Brewer was one of the less than 1,000 black pilots trained in a segregated airfield. He flew a P-51C Mustang nicknamed Traveling Light out of Ramitelli Air Field in Italy on October 19, 1944. He was part of the 100th Fighter Squadron, 332nd Fighter Group, and was one of 57 pilots on a bomber escort mission in Regensburg, Germany.
Heavy cloud cover forced nine of the planes to return to base. Unfortunately, Brewer was not one of them. According to the DPAA, reports from the mission suggest that he was attempting to climb his aircraft out of the clouds, however, he stalled out and fell into a spin.
At the end of World War II, US personnel recovered a body from a civilian cemetery, but it could not be identified and was marked as unknown. In 2011, researchers examined the remains and discovered an Italian police report that said it had been recovered from a crashed fighter jet the same day Brewer went missing. War records from Germany corroborated this.

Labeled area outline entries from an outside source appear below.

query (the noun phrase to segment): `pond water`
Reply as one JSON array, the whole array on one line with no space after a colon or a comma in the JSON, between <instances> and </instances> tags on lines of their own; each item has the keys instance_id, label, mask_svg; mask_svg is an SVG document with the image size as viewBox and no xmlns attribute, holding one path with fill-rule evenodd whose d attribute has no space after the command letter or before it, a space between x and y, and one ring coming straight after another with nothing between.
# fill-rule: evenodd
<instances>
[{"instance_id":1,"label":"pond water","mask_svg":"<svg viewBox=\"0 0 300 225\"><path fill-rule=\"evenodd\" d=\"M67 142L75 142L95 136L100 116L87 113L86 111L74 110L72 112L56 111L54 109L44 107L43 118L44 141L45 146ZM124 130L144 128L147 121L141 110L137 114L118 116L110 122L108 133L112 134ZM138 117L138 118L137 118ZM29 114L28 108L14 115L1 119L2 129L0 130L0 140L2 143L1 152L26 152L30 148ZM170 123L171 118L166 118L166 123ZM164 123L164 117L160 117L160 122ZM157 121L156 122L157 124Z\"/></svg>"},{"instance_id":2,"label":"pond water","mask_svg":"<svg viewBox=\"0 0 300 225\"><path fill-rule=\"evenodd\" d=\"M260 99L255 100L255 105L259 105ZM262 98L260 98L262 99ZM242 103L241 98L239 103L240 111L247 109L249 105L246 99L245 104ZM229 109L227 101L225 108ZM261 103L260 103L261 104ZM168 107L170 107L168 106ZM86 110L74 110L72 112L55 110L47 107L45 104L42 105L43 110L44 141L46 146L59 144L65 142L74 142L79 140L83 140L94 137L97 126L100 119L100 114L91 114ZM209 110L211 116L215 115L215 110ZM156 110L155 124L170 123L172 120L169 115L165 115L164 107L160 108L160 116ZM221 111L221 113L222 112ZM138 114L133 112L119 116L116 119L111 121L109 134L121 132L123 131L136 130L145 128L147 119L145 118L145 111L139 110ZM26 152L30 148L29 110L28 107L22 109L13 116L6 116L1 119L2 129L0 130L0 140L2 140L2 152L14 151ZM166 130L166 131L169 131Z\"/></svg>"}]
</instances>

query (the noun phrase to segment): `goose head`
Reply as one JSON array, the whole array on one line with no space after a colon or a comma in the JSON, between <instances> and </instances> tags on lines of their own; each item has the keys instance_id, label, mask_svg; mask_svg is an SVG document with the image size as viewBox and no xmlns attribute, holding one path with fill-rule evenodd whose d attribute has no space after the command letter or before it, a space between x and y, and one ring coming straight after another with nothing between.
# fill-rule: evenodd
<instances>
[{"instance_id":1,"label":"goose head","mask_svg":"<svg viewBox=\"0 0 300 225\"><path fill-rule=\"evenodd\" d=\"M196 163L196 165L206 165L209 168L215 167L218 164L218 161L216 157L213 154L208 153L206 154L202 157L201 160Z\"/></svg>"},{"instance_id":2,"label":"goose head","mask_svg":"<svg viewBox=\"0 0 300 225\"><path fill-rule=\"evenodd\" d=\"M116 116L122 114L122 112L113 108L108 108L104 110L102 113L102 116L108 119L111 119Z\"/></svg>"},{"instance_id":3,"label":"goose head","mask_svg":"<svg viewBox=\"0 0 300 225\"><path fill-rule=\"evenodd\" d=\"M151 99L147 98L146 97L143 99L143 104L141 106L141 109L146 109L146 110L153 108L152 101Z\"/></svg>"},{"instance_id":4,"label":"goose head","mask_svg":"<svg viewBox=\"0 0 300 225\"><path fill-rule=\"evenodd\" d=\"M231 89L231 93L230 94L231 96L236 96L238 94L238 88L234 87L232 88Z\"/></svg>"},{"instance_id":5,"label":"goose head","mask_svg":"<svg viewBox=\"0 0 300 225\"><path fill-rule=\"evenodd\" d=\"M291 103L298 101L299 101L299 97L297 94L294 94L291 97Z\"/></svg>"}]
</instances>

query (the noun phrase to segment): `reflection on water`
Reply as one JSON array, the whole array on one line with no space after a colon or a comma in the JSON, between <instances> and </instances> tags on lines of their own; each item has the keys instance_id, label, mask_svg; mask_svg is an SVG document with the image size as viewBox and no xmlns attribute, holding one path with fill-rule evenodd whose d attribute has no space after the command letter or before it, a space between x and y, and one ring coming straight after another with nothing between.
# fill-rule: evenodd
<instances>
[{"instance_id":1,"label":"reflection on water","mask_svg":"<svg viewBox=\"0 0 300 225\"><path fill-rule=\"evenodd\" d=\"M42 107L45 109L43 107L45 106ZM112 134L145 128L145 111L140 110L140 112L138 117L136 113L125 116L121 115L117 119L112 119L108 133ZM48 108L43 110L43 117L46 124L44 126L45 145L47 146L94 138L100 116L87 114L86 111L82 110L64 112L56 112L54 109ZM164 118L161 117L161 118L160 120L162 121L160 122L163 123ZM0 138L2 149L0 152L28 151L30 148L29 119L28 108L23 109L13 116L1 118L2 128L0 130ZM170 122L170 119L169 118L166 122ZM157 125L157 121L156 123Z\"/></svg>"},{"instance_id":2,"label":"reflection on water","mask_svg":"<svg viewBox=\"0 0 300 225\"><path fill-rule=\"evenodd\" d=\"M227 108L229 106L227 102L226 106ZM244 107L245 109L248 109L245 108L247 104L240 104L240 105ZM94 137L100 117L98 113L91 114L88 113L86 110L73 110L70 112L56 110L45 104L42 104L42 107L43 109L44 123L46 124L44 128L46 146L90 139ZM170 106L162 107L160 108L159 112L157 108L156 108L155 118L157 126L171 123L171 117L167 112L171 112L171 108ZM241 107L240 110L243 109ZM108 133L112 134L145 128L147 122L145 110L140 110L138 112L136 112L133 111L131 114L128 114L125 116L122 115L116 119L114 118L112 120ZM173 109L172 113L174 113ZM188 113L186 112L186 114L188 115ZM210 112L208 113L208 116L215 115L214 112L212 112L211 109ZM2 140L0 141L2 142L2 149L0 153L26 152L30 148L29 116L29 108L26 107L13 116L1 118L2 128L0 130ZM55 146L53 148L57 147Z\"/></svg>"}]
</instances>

The remains were disinterred in June 2022 and sent to a DPAA lab, which led to the positive identification of Brewer. His cousin, Robena Brewer Harrison, spoke about the devastation his family experienced when he was first reported missing: "It just left a void within our family. My aunt, who was his mother, Janie, she never, ever recovered from that."
Brewer's name was on the Tablets of the Missing at the Florence American Cemetery in Impruneta, Italy. The DPAA will add a rosette next to his name to commemorate that he has been accounted for almost eight decades later. This is a testament to the bravery and dedication of Second Lieutenant Fred L Brewer Jr.